Consider Intel’s profitability: profit margins exceeding 29%, return on assets of 15.4%, and ROE nearly 30%. That puts Intel near the very top of the profitability pyramid.

Then there’s “scalability,” a short-hand way of capturing the venture cap Rule of 40 stating that a company’s sales-growth rate and profit margins combined should exceed 40. Intel, with those profit margins topping 29% and year-over-year revenue growth of 23.5%, has one of the highest scalability scores on the Street.

As for Intel’s growth, that 23.5% year-over-year reading might not be the highest in the land, but it’s respectably high enough to push Intel into the upper echelon of American companies.

Finally, I’ll mention value. Consider these numbers: price to sales – less than 3x. Price to book – 2.7x. Dividend yield – 2.6%. Earnings yield - 11.4%. If you could spell “mispriced” with numbers, that’s how you’d spell it.

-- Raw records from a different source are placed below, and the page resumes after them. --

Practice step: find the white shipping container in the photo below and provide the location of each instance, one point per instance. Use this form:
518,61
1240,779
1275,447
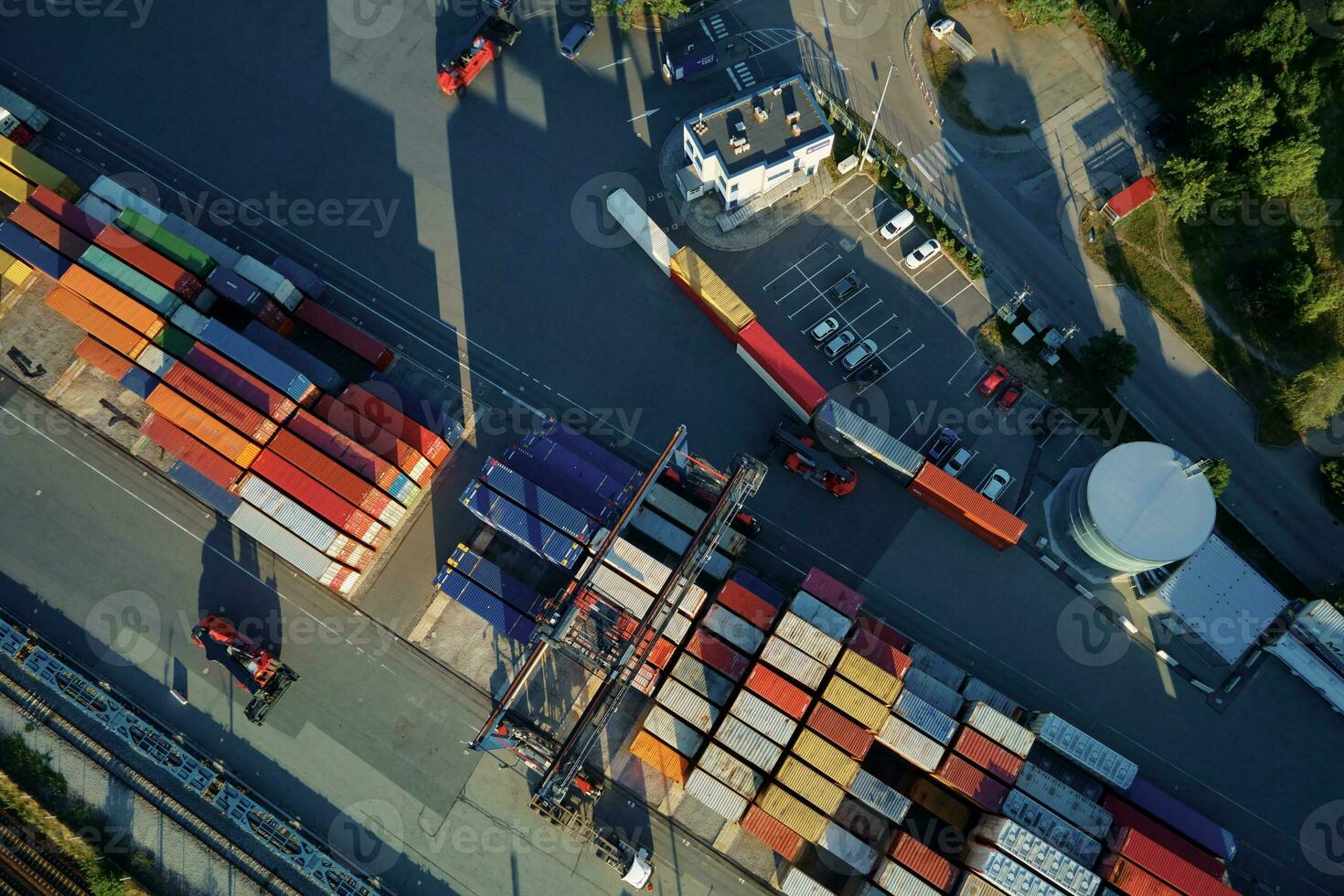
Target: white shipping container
1085,750
786,658
912,744
763,718
717,795
998,729
808,609
730,770
806,637
749,743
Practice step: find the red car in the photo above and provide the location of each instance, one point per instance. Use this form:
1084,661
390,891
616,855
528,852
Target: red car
994,379
1011,394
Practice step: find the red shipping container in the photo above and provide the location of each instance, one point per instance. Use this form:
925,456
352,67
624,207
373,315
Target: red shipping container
748,604
1131,879
997,761
106,360
773,833
1164,864
220,403
875,626
923,861
974,784
778,690
342,332
705,646
148,262
48,231
319,498
1126,816
832,592
191,452
66,214
219,369
375,409
840,730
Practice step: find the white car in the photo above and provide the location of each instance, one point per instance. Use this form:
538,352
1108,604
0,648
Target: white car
923,252
898,225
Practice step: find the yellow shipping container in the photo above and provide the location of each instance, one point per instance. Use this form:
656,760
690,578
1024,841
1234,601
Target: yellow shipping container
878,681
855,703
792,813
718,298
826,758
809,784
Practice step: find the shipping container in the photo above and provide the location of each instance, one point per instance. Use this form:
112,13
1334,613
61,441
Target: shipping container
778,690
749,743
925,718
786,658
1051,827
912,744
659,756
855,703
880,683
971,782
923,861
672,731
1051,793
998,727
808,638
1180,817
832,592
880,797
780,371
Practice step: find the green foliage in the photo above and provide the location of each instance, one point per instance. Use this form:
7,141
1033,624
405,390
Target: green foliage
1109,357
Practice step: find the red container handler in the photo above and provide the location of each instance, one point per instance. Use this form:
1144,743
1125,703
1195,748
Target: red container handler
215,400
1126,816
342,332
148,262
319,498
984,752
219,369
375,409
932,867
840,730
709,649
748,604
1166,865
974,784
191,450
66,214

Of course, if you’re looking to play the momentum game while there’s still a momentum game to play, Intel won’t excite you (I’ll have a tech momentum story for you soon). But if you’re looking to build a portfolio of high-quality, high-growth, fairly valued/mispriced companies that are likely to better weather the next market downturn, a World According to Garp portfolio of pre-disastered growth stocks – anchored by Intel – might not be such a bad way to go.